I tried giving snacks, introducing different toys, and even (though I try to avoid it in the mornings) putting on the television so I could get on with the lessons. But still, each soldier in my little army remained intent on being inches from me, if not in direct contact, each asking for something more or different or better from what he already had.
My head seemed to spin faster than I’d spun round those bars in my dream. I longed to crawl back into bed and find the unconsciousness of deep sleep. Or even the still, quiet surroundings of an empty house, where I could potter about, making sense of my jumbled thoughts.
To my right, the living room was strewn with giant colored cardboard bricks and scattered sofa cushions, the abandoned remnants of my attempt to entertain the younger ones. My mind seemed just as disorderly as the house, and as I attempted to turn my focus back to the math lesson, the thought crossed my mind that it would be awfully nice to have a real nanny and maid, so that I could be left to teach the Captain, and do only nice things with the boys (and perhaps sleep in a little on rare occasion). But of course that seemed as likely as my getting around to organizing some kitchen cupboards and planting the bell pepper seeds as I’d hoped to do that day (not to mention the school subjects we had yet to get through).
But unrestricted sleeping hours and empty houses are not some of the frequent luxuries of mummies of armies of wee boys, and in the chaos I longed for some little escape, some little treat to bring me comfort, and temporary escape from the swirl of color and noise that surrounded me.
A square of dark chocolate, perhaps?
A cup of espresso, topped up with raw sugar and heated milk?
A few minutes to skim the news feed on my Facebook account?
These are the things I often turn to bring drops of sanity to my busy, noisy day, but yesterday as I contemplated what method of escape I would employ, I thought of a different way.
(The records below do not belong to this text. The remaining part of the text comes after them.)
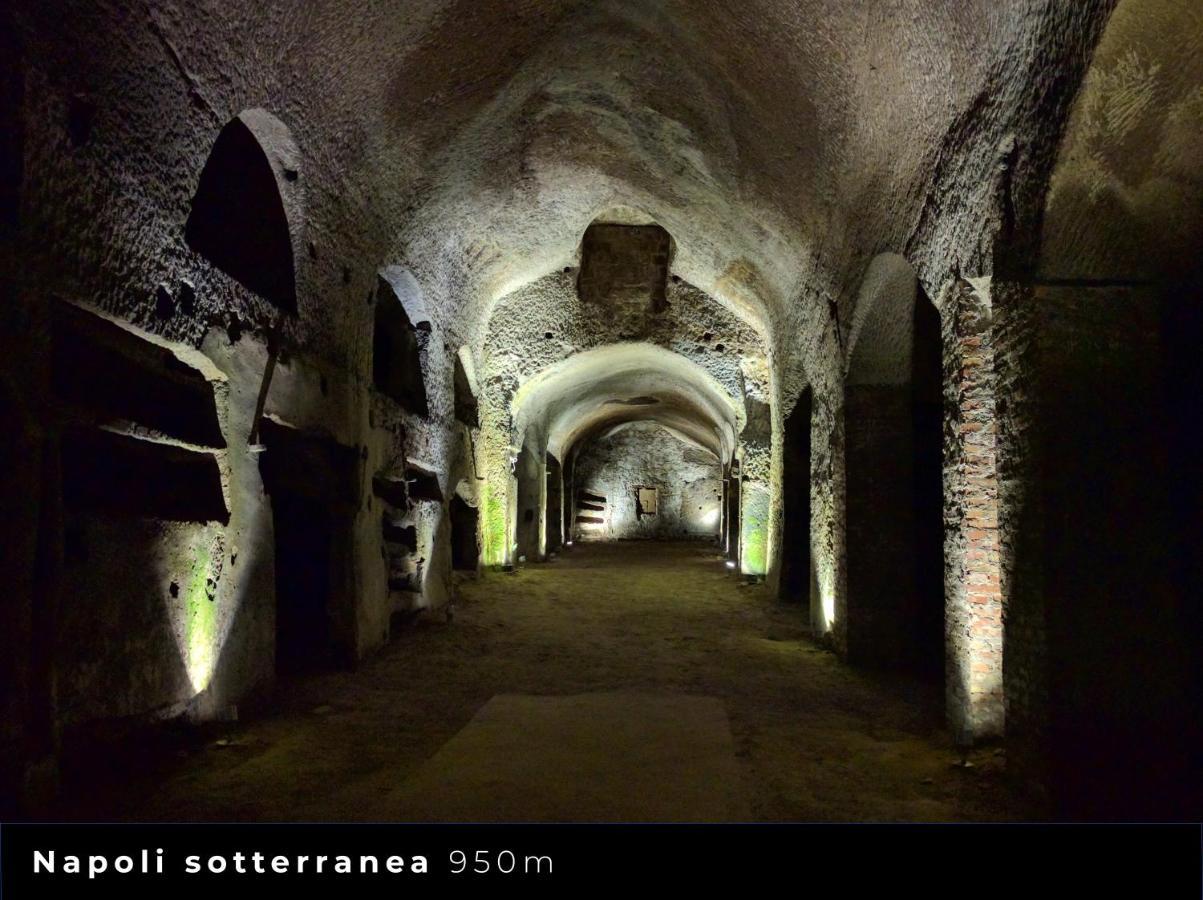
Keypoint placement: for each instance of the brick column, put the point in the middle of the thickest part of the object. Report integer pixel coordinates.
(973, 601)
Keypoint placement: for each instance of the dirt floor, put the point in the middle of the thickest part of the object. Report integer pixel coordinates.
(815, 739)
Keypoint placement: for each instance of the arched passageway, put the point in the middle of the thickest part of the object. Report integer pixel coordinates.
(840, 382)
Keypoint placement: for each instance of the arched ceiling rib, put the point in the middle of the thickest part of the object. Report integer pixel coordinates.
(593, 391)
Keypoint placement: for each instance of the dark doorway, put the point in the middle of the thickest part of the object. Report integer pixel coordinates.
(303, 581)
(464, 548)
(733, 513)
(238, 221)
(555, 516)
(397, 351)
(894, 492)
(313, 484)
(795, 557)
(529, 503)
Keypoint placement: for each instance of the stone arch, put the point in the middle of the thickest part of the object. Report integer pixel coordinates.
(399, 339)
(241, 212)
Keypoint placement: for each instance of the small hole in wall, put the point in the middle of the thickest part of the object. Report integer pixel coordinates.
(81, 113)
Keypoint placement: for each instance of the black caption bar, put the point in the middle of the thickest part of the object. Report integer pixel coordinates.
(233, 860)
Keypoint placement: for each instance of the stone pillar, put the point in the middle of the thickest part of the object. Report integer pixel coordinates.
(973, 599)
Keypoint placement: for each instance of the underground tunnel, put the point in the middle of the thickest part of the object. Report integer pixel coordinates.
(760, 412)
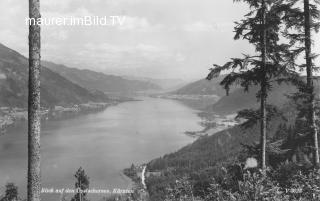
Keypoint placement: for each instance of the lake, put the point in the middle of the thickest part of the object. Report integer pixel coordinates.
(103, 143)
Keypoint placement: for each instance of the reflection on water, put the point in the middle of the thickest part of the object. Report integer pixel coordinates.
(103, 143)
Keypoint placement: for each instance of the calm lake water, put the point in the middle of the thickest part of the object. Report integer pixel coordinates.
(103, 144)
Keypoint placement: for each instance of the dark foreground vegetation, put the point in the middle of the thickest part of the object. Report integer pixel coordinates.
(274, 154)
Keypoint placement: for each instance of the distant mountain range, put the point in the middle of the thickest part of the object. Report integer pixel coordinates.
(202, 87)
(237, 99)
(55, 89)
(100, 81)
(60, 85)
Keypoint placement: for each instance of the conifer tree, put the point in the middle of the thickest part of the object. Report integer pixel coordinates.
(302, 19)
(34, 181)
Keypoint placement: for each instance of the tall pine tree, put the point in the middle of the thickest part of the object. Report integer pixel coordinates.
(302, 19)
(34, 181)
(261, 28)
Down the hallway on my bedside table sat my black leather Bible, which I hadn’t yet touched that day.
And I didn’t have time, not just then, to pour over it as I would have liked to do. But I did have the time–as long as it would have taken me to slip into the kitchen to devour a square of chocolate–to flip to the Psalms, and the sweet morsels of goodness found there.
O taste and see that the Lord is good; How blessed is the man who takes refuge in Him!
– Psalm 34:8
And I wondered as closed my Bible, felt peace wash over me like a cup a chamomile tea, what I’d been missing.
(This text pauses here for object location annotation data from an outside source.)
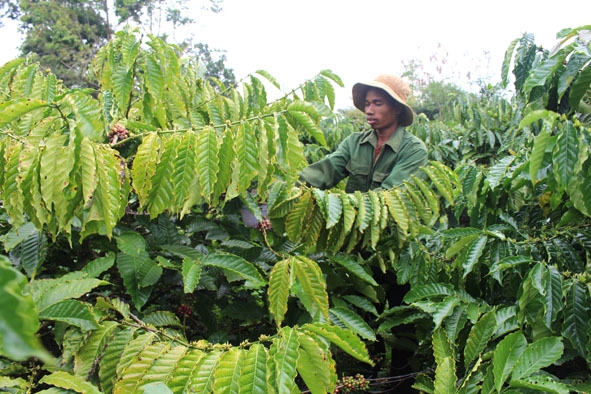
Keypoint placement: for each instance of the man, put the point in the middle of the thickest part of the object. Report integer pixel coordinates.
(376, 159)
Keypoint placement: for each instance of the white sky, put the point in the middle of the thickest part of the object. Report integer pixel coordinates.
(294, 39)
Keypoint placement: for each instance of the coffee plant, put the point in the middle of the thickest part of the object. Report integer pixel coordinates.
(129, 266)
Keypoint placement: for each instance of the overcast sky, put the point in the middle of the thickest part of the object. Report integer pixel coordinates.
(294, 40)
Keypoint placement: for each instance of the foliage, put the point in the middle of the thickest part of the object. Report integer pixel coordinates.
(65, 35)
(130, 258)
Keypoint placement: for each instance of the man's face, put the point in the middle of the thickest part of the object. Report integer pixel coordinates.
(380, 111)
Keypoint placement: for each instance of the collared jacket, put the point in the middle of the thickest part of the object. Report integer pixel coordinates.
(402, 155)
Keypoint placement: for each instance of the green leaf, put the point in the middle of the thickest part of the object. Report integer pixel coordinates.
(315, 365)
(304, 119)
(185, 371)
(73, 312)
(428, 291)
(445, 372)
(498, 172)
(132, 377)
(397, 209)
(162, 319)
(236, 265)
(228, 371)
(191, 272)
(184, 170)
(253, 377)
(580, 87)
(246, 156)
(343, 338)
(111, 357)
(334, 209)
(14, 109)
(473, 254)
(87, 114)
(479, 336)
(162, 189)
(346, 318)
(47, 292)
(506, 355)
(155, 388)
(86, 356)
(207, 161)
(134, 271)
(566, 154)
(540, 354)
(18, 317)
(70, 382)
(538, 151)
(278, 291)
(284, 351)
(314, 295)
(576, 317)
(97, 266)
(131, 243)
(203, 378)
(144, 166)
(353, 267)
(296, 218)
(542, 383)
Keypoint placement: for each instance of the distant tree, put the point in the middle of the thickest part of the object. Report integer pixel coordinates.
(65, 35)
(214, 62)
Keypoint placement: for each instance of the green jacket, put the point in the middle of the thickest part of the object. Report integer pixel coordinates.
(401, 156)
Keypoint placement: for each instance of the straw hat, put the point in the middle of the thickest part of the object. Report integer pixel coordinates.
(391, 84)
Although there isn’t anything wrong with coffee, and chocolate, and Facebook news, what had I been missing by reaching for them instead of the Living Water found there in the Psalms, so accessible, so available to me?
For while our SIN can be easy enough to spot (though at times it’s not), there are deeper, sweeter paths of closeness to the Lord which we can go a lifetime and not discover. And what if those paths, those changes I so long to see in myself, can be reached not only through long segments of time spent in the Word, but through little moments of calling out to God for strength, and reaching for little pieces of His word?
What change could even one pure morsel of eternal truth make to my day?
After taking the time to read from the Psalms, I went on to finish the school day, plant those pepper seeds, and even clean out my kitchen junk drawer!
What a difference the reminder of Jesus’ love and presence had made.
In Him is strength, beauty, refuge, truth, and the nourishment I need to help me view my boys, my home, my life in the light of eternity.
The eternity that continues in the next life,
the eternity in which we live today.